Cleaning structured data
We’ve already got data flowing to a CSV file. When we enrich our data, we can make it even more friendly for an AI model to read. Take a look at the top row from our CSV file.
| ticker | name | price | change |
|---|---|---|---|
| OPEN | Opendoor Technologies Inc | $4.61 | +$0.066 |
If we want to perform calculations, we need to do some more cleaning. If you look, our price and change columns are strings. For proper math, they need to be converted to numbers. When properly formatted, it would look more like the example below.

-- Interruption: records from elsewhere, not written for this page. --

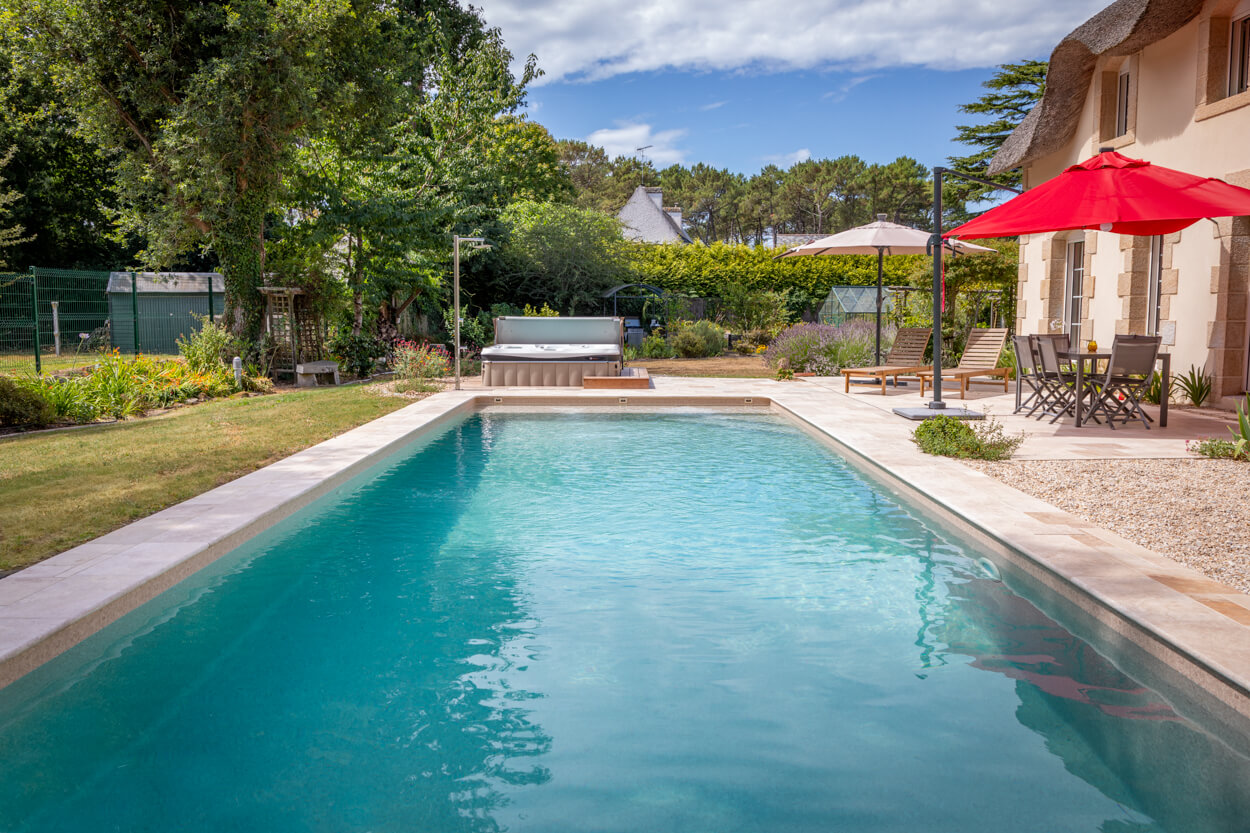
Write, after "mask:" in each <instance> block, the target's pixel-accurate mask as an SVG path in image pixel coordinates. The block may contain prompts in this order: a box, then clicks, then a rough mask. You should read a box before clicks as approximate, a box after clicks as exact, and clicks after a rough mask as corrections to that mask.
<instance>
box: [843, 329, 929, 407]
mask: <svg viewBox="0 0 1250 833" xmlns="http://www.w3.org/2000/svg"><path fill="white" fill-rule="evenodd" d="M931 338H933V330H926V329H925V328H923V326H904V328H903V329H900V330H899V333H898V334H896V335H895V336H894V346H893V348H890V353H889V354H886V356H885V364H880V365H876V366H873V368H843V376H844V378H845V379H846V393H850V390H851V376H861V378H868V379H878V380H880V383H881V395H883V396H884V395H885V380H886V379H890V378H894V384H895V385H898V384H899V376H911V375H915V374H916V373H919V371H920V370H924V369H925V368H926V366H929V365H926V364H924V360H925V349H926V348H928V346H929V339H931Z"/></svg>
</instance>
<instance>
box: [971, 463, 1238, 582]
mask: <svg viewBox="0 0 1250 833" xmlns="http://www.w3.org/2000/svg"><path fill="white" fill-rule="evenodd" d="M964 463H966V464H968V465H970V467H973V468H975V469H978V470H980V472H985V473H986V474H989V475H991V477H994V478H998V479H999V480H1001V482H1004V483H1006V484H1008V485H1010V487H1013V488H1016V489H1019V490H1020V492H1024V493H1026V494H1031V495H1033V497H1035V498H1041V499H1043V500H1045V502H1046V503H1049V504H1051V505H1055V507H1059V508H1060V509H1064V510H1065V512H1070V513H1071V514H1074V515H1076V517H1078V518H1084V519H1085V520H1088V522H1090V523H1093V524H1096V525H1099V527H1103V528H1104V529H1110V530H1111V532H1114V533H1116V534H1119V535H1123V537H1124V538H1128V539H1129V540H1131V542H1134V543H1138V544H1140V545H1143V547H1145V548H1148V549H1151V550H1154V552H1156V553H1160V554H1163V555H1168V557H1169V558H1173V559H1175V560H1178V562H1180V563H1183V564H1188V565H1189V567H1193V568H1194V569H1196V570H1201V572H1203V573H1205V574H1206V575H1208V577H1210V578H1213V579H1215V580H1216V582H1223V583H1225V584H1229V585H1231V587H1235V588H1238V589H1239V590H1241V592H1243V593H1250V464H1246V463H1239V462H1234V460H1208V459H1170V460H1008V462H1003V463H985V462H981V460H964Z"/></svg>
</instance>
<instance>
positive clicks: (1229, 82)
mask: <svg viewBox="0 0 1250 833" xmlns="http://www.w3.org/2000/svg"><path fill="white" fill-rule="evenodd" d="M1248 89H1250V15H1246V16H1244V18H1239V19H1236V20H1234V21H1233V31H1230V33H1229V95H1236V94H1238V93H1245V91H1246V90H1248Z"/></svg>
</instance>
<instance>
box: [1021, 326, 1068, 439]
mask: <svg viewBox="0 0 1250 833" xmlns="http://www.w3.org/2000/svg"><path fill="white" fill-rule="evenodd" d="M1029 344H1030V346H1031V348H1033V355H1034V361H1035V366H1036V369H1038V383H1039V384H1040V385H1041V393H1040V395H1039V398H1038V408H1036V409H1035V410H1040V411H1041V413H1040V414H1038V419H1041V418H1043V417H1050V418H1051V419H1050V422H1051V424H1054V423H1055V422H1058V420H1059V418H1060V417H1064V415H1065V414H1075V409H1076V374H1075V373H1073V371H1071V370H1069V369H1066V368H1064V366H1063V364H1060V361H1059V348H1060V345H1061V341H1060V340H1059V339H1056V338H1053V336H1049V335H1030V336H1029ZM1029 413H1030V415H1031V414H1033V411H1029Z"/></svg>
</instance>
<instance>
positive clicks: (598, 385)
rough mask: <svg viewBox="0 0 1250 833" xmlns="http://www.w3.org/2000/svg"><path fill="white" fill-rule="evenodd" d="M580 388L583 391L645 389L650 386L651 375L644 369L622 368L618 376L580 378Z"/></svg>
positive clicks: (603, 376)
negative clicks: (626, 388) (618, 375)
mask: <svg viewBox="0 0 1250 833" xmlns="http://www.w3.org/2000/svg"><path fill="white" fill-rule="evenodd" d="M581 386H582V388H584V389H585V390H607V389H624V388H629V389H639V388H641V389H646V388H650V386H651V374H649V373H647V371H646V368H624V369H622V370H621V375H619V376H582V378H581Z"/></svg>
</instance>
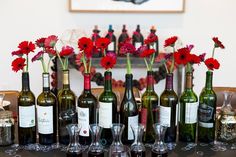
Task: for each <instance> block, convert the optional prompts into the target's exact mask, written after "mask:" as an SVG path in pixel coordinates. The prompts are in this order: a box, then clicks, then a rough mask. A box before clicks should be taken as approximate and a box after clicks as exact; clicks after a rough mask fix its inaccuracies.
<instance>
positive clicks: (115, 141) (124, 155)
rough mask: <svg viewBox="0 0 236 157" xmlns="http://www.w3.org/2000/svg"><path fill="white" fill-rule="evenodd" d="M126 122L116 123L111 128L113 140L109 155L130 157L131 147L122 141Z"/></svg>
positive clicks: (110, 146)
mask: <svg viewBox="0 0 236 157" xmlns="http://www.w3.org/2000/svg"><path fill="white" fill-rule="evenodd" d="M124 128H125V126H124V124H120V123H114V124H112V127H111V130H112V135H113V142H112V144H111V146H110V149H109V157H130V151H129V148H128V147H127V146H125V145H123V143H122V142H121V136H122V133H123V131H124Z"/></svg>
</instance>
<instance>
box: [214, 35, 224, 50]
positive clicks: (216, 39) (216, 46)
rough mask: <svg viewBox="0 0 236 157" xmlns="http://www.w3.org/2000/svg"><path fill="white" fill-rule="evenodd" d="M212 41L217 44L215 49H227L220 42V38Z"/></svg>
mask: <svg viewBox="0 0 236 157" xmlns="http://www.w3.org/2000/svg"><path fill="white" fill-rule="evenodd" d="M212 40H213V41H214V42H215V47H216V48H217V47H220V48H222V49H224V48H225V46H224V45H223V44H222V42H221V41H219V39H218V37H213V38H212Z"/></svg>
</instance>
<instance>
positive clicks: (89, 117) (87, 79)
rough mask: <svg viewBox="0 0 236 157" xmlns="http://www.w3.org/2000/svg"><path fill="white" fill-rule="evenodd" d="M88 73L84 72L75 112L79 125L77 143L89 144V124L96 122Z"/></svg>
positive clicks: (95, 112)
mask: <svg viewBox="0 0 236 157" xmlns="http://www.w3.org/2000/svg"><path fill="white" fill-rule="evenodd" d="M90 77H91V76H90V74H84V91H83V93H82V94H81V95H80V96H79V98H78V106H77V114H78V123H79V124H80V125H81V131H80V133H79V143H80V144H82V145H90V144H91V141H92V138H91V134H90V132H89V124H93V123H96V108H97V99H96V97H95V96H94V95H93V94H92V92H91V78H90Z"/></svg>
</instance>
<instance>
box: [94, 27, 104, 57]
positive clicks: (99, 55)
mask: <svg viewBox="0 0 236 157" xmlns="http://www.w3.org/2000/svg"><path fill="white" fill-rule="evenodd" d="M99 33H100V30H99V29H98V26H97V25H95V27H94V29H93V34H92V41H93V43H94V45H95V42H96V40H97V39H99V38H101V37H100V35H99ZM92 56H93V57H95V58H97V57H102V52H101V51H100V50H97V49H96V48H93V50H92Z"/></svg>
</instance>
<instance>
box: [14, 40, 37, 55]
mask: <svg viewBox="0 0 236 157" xmlns="http://www.w3.org/2000/svg"><path fill="white" fill-rule="evenodd" d="M18 48H19V49H20V50H21V52H22V53H23V54H26V55H28V54H29V53H30V52H34V50H35V45H34V44H33V43H32V42H31V41H30V42H29V41H23V42H21V43H20V44H19V45H18Z"/></svg>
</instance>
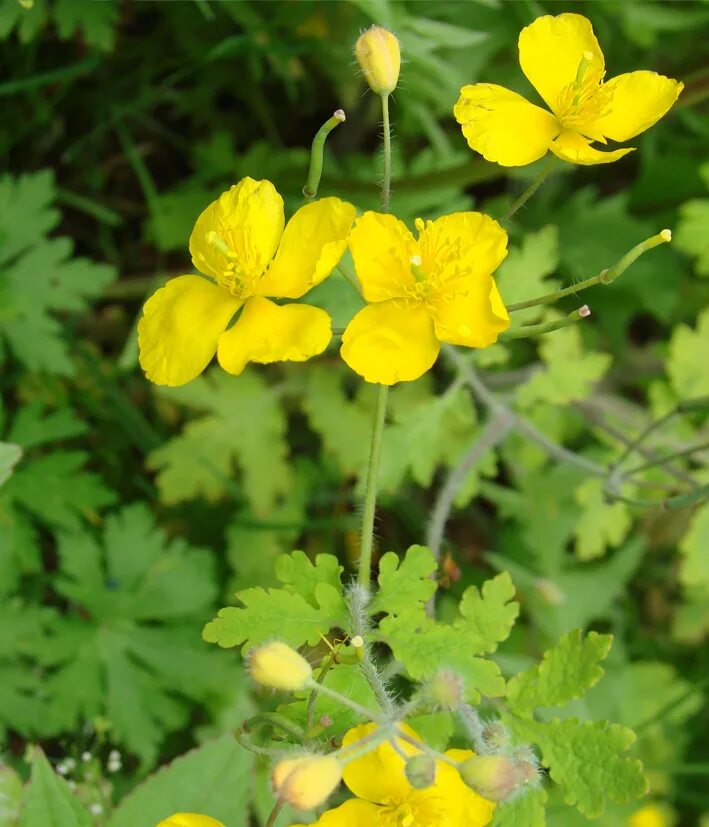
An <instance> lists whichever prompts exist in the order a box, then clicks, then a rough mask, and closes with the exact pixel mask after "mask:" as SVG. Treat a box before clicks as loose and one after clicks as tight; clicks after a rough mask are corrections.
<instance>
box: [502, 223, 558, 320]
mask: <svg viewBox="0 0 709 827" xmlns="http://www.w3.org/2000/svg"><path fill="white" fill-rule="evenodd" d="M558 265H559V233H558V230H557V228H556V227H555V226H553V225H551V224H550V225H549V226H547V227H544V228H543V229H541V230H539V231H538V232H536V233H530V234H529V235H526V236H525V237H524V240H523V241H522V245H521V246H520V247H512V248H511V249H510V250H509V252H508V254H507V258H506V259H505V260H504V261H503V262H502V264H501V265H500V267H499V268H498V270H497V272H496V273H495V281H496V282H497V286H498V288H499V290H500V293H501V295H502V298H503V300H504V302H505V305H510V304H515V303H516V302H521V301H525V300H526V299H529V298H531V297H533V296H543V295H544V294H545V293H551V292H553V291H554V290H556V289H557V288H558V286H559V282H558V280H557V279H550V278H549V276H550V275H552V273H554V272H555V271H556V269H557V267H558ZM543 313H544V308H543V307H542V306H541V305H540V306H538V307H530V308H527V309H526V310H516V311H515V313H514V320H515V324H517V323H519V324H532V323H534V322H538V321H539V320H540V318H541V316H542V314H543Z"/></svg>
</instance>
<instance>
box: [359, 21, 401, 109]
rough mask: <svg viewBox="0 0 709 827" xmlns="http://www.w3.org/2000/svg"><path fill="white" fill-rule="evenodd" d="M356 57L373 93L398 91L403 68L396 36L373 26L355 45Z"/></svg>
mask: <svg viewBox="0 0 709 827" xmlns="http://www.w3.org/2000/svg"><path fill="white" fill-rule="evenodd" d="M355 57H356V58H357V63H359V68H360V69H361V70H362V74H363V75H364V77H365V78H366V80H367V83H368V84H369V86H370V88H371V90H372V91H373V92H376V94H377V95H388V94H390V93H391V92H393V91H394V89H396V84H397V83H398V80H399V69H400V68H401V51H400V49H399V41H398V40H397V38H396V35H394V34H392V32H390V31H389V30H388V29H384V28H383V27H382V26H372V27H371V28H370V29H367V31H366V32H363V33H362V34H361V35H360V36H359V39H358V40H357V43H355Z"/></svg>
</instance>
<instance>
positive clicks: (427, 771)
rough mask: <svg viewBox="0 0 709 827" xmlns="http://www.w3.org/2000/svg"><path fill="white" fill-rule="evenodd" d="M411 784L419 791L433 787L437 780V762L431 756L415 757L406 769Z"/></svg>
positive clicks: (405, 766) (412, 758) (415, 755)
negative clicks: (427, 788) (436, 772)
mask: <svg viewBox="0 0 709 827" xmlns="http://www.w3.org/2000/svg"><path fill="white" fill-rule="evenodd" d="M404 771H405V773H406V778H407V779H408V782H409V784H411V786H412V787H414V788H415V789H417V790H425V789H426V787H431V786H433V784H434V782H435V780H436V761H435V759H434V758H432V757H431V756H430V755H426V754H425V753H422V754H421V755H414V756H412V757H411V758H409V759H408V760H407V761H406V766H405V767H404Z"/></svg>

| ticker | name | price | change |
|---|---|---|---|
| OPEN | Opendoor Technologies Inc | 4.61 | 0.066 |
Enriching unstructured data
Now, let’s look at our unstructured data. To improve this data, we don’t really need to clean it. We need to classify it.
| title | source | url |
|---|---|---|
| Tesla (TSLA) Stock: Goldman Sachs Reiterates Neutral on Robotaxi Launch | Yahoo Finance | https://finance.yahoo.com/news/tesla-tsla-stock-goldman-sachs-160720156.html |
By adding a sentiment column, our AI agent can make better inferences.
| title | source | url | company | sentiment |
|---|---|---|---|---|
| Tesla (TSLA) Stock: Goldman Sachs Reiterates Neutral on Robotaxi Launch | Yahoo Finance | https://finance.yahoo.com/news/tesla-tsla-stock-goldman-sachs-160720156.html | TSLA | Neutral/Negative |
Conclusion
AI-powered finance isn’t magic. Like almost all web development, it’s a matter of plumbing. First, you need to identify your data source. Then, you build a pipeline to tap that source and transport the data to your AI environment. Once the pipeline exists, you just need to worry about enhancements like cleaning structured data and enriching unstructured data. The concept is almost identical to creating a drinking water system.
After enrichment, you can take the next step. Perhaps you’re training an LLM, building a RAG pipeline or even creating a prediction model. Regardless of your use case, the foundation is the same — you need a fresh and reliable data pipeline. Once it’s there, your financial AI system has the tools it needs for the fast, intelligent decisions you’re looking for.